1. Problem Description

When submitting a fault to technical support, you can include the following content in the submission information to quickly locate the fault:

- Cluster identifier - Region and availability zone where the cluster is started - How to operate to produce this exception - Detailed description of the exception phenomenon

2. Check the modification of cluster configuration

- Check whether the last correct running configuration and environment variables were modified.

3. Check the logs

Tasks that are usually submitted can be seen in the Hadoop-yarn interface. If you can’t view tasks, there are usually the following situations:

- Spark tasks are submitted locally - Hive tasks are submitted locally (Hive-server2 will run some smaller tasks locally by default)

Cluster Running Slowly

1. Check cluster configuration modifications

2. Check the logs

- Check the task logs. If one or more tasks have failed, please investigate the logs of the corresponding task attempts to learn more detailed error information. - Check the service logs, in the /var/log directory of each node, each service has its own archive directory. When the cluster runs slowly, obvious abnormalities or operations that take a long time can usually be found in the logs.

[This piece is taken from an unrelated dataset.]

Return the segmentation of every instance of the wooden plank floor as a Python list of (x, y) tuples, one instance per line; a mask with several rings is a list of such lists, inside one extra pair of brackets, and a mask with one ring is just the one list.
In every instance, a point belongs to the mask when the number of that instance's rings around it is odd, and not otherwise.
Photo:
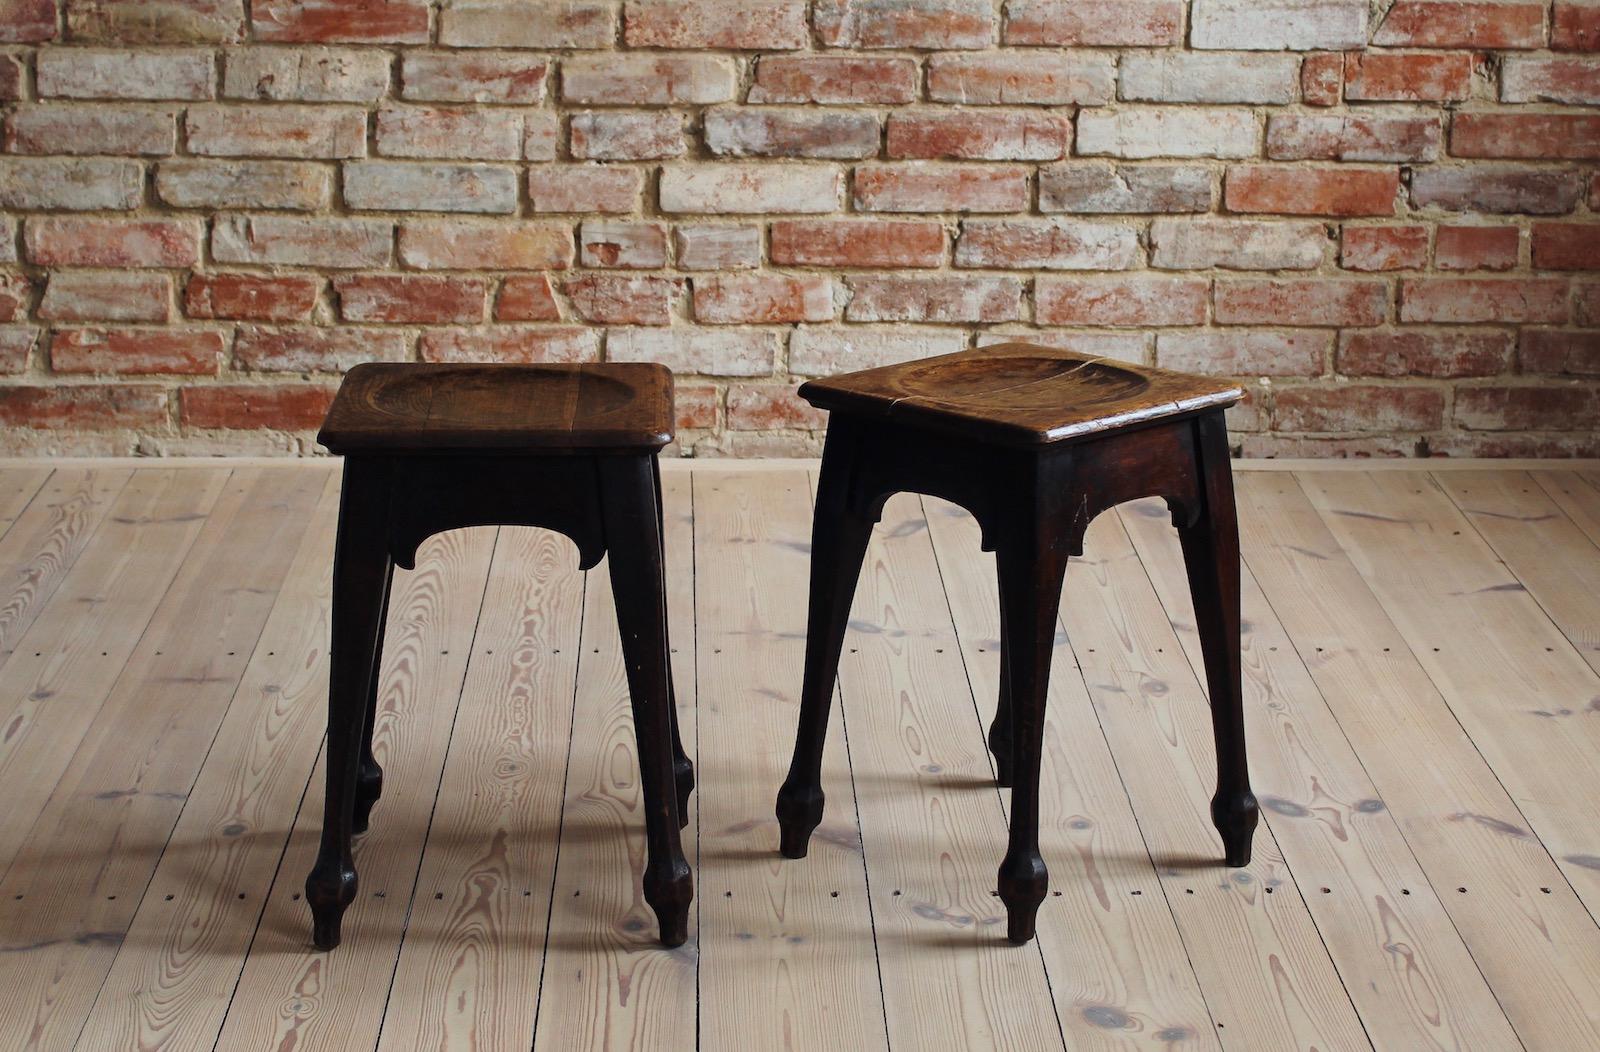
[(815, 465), (667, 466), (700, 786), (676, 950), (604, 568), (543, 531), (433, 538), (395, 583), (362, 894), (319, 954), (336, 466), (0, 463), (0, 1052), (1600, 1048), (1600, 472), (1465, 467), (1241, 465), (1241, 870), (1176, 537), (1154, 502), (1095, 522), (1022, 948), (994, 567), (960, 509), (885, 509), (827, 815), (786, 862)]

3. Check the running status of cluster nodes

- master: Manages various services deployed on the cluster. If the master node encounters a performance issue, the entire cluster will be affected. - core: Handles map-reduce tasks, maintains the Hadoop Distributed File System (HDFS), and the HBase regionserver. - task: Handles map-reduce tasks. These are purely computational resources and do not store data. You can add task nodes to the cluster to increase performance speed, or remove unnecessary task nodes.

Note: The tasks running on the task nodes will obtain data from the core nodes through the network, so in some cases, increasing the number of task nodes can’t shorten the running time of the task.

4. Check input data

- Please check your input data. Is it evenly distributed between keys and values? If your data is heavily skewed towards one or a few key values, it may map the processing load to a small number of nodes, while other nodes are idle. The uneven distribution of work may lead to slower processing speeds.

An example of an unbalanced dataset is running a cluster based on words sorted alphabetically, but you have a dataset that contains only words starting with the letter “a”. When the work is mapped, the nodes processing words that start with “a” will be overloaded, while nodes processing words that start with other letters will be idle.